- Georgia State Route 180 highlighted in red

Route information
- Maintained by GDOT
- Length: 26.0 mi (41.8 km)
- Tourist routes: Russell–Brasstown Scenic Byway

Major junctions
- West end: SR 60 in Suches
- US 19 / US 129 / SR 11; SR 180 Spur at Jacks Gap;
- East end: SR 17 / SR 75 in southern Towns County

Location
- Country: United States
- State: Georgia
- Counties: Union, Towns

Highway system
- Georgia State Highway System; Interstate; US; State; Special;
| ← SR 179 |  | → SR 181 |

= Georgia State Route 180 =

State highway in Georgia, United States

State Route 180 (SR 180) is a 26.0 mi state highway in the northeastern part of the U.S. state of Georgia. Its routing is located within portions of Union and Towns counties.

==Route description==

SR 180 begins at an intersection with SR 60 in Suches, within the Chattahoochee-Oconee National Forest and Union County.
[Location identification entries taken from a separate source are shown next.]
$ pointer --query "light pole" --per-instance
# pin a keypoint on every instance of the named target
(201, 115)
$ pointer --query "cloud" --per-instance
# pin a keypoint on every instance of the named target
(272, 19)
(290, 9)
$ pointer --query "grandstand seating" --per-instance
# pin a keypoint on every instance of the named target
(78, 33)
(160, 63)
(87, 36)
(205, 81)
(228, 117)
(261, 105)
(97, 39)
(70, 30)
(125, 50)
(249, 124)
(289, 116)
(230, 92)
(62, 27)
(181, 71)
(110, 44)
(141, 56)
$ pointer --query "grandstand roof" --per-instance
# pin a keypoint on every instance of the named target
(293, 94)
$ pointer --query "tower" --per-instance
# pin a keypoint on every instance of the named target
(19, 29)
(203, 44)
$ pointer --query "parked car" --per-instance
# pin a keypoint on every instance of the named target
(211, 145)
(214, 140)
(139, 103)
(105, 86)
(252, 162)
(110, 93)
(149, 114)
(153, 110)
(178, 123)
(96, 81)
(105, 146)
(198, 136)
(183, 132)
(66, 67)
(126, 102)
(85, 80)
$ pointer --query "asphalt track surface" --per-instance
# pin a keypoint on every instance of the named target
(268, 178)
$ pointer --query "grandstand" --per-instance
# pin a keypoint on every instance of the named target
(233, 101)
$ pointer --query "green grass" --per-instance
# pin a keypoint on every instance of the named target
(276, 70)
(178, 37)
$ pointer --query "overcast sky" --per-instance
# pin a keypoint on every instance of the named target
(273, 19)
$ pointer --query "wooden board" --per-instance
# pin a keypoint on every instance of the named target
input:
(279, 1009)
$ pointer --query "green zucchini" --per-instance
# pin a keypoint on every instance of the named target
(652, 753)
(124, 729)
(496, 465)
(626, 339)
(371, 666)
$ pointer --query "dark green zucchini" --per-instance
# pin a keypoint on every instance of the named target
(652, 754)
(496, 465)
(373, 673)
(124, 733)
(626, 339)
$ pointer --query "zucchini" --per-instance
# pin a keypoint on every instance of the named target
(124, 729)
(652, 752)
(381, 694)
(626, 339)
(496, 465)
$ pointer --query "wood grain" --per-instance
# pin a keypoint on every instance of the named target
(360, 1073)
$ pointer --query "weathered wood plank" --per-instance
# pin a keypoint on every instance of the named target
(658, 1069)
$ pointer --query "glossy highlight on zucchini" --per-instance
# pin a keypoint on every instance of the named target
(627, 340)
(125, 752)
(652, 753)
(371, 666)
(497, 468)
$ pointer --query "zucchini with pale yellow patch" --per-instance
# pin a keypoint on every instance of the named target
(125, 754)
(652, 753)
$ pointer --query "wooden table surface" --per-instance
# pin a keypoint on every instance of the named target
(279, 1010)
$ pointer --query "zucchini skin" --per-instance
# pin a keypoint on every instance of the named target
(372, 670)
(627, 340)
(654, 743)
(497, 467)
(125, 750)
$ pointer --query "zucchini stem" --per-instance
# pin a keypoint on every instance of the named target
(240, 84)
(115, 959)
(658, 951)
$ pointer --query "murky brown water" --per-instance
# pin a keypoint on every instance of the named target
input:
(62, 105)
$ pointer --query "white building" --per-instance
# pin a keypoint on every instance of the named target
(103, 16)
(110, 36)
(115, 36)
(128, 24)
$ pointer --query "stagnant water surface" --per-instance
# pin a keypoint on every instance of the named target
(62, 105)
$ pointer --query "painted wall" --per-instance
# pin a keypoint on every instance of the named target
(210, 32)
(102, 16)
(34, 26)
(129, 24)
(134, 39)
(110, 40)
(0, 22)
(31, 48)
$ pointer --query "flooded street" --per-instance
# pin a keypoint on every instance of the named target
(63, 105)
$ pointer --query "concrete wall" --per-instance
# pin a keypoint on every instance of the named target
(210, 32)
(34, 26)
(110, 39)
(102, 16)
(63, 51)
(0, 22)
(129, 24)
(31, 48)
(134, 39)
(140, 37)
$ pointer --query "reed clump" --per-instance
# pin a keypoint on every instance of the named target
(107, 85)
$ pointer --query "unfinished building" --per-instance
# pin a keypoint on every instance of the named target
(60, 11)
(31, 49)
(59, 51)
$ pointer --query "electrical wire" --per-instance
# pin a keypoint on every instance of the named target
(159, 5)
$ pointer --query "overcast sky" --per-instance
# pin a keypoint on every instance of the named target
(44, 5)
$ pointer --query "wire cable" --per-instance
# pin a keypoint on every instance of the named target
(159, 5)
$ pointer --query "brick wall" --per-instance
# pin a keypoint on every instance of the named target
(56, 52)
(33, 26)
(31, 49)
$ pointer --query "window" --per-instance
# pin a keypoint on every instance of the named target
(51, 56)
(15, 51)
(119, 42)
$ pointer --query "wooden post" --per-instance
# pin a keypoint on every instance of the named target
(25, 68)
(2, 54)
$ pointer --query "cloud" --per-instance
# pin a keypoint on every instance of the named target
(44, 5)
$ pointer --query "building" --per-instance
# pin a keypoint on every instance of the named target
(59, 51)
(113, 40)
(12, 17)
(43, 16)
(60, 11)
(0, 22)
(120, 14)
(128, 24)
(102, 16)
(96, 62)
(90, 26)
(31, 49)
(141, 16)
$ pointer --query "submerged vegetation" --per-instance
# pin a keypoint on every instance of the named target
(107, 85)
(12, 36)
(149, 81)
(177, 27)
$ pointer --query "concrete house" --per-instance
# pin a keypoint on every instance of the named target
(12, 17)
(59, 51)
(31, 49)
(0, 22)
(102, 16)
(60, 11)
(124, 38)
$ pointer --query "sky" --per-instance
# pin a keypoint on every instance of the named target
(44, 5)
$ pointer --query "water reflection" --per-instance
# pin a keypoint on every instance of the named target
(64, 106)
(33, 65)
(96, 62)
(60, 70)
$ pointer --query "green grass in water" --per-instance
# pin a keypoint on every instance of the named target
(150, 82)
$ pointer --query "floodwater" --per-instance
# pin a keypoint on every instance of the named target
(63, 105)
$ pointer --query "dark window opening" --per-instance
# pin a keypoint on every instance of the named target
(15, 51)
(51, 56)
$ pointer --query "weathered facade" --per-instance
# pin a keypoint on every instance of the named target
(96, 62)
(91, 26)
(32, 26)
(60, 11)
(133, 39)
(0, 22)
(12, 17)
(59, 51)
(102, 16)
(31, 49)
It winds its way to the northeast until it intersects US 19/US 129/SR 11 (Gainesville Highway), just northeast of Vogel State Park. The four highways run concurrent to the northeast for approximately 2.3 mi. The route heads east to SR 348 (Richard B. Russell Scenic Highway). SR 180 continues to the northeast, until it meets its eastern terminus, an intersection with SR 17/SR 75 (Unicoi Turnpike) halfway between Hiawassee and Helen in southern Towns County.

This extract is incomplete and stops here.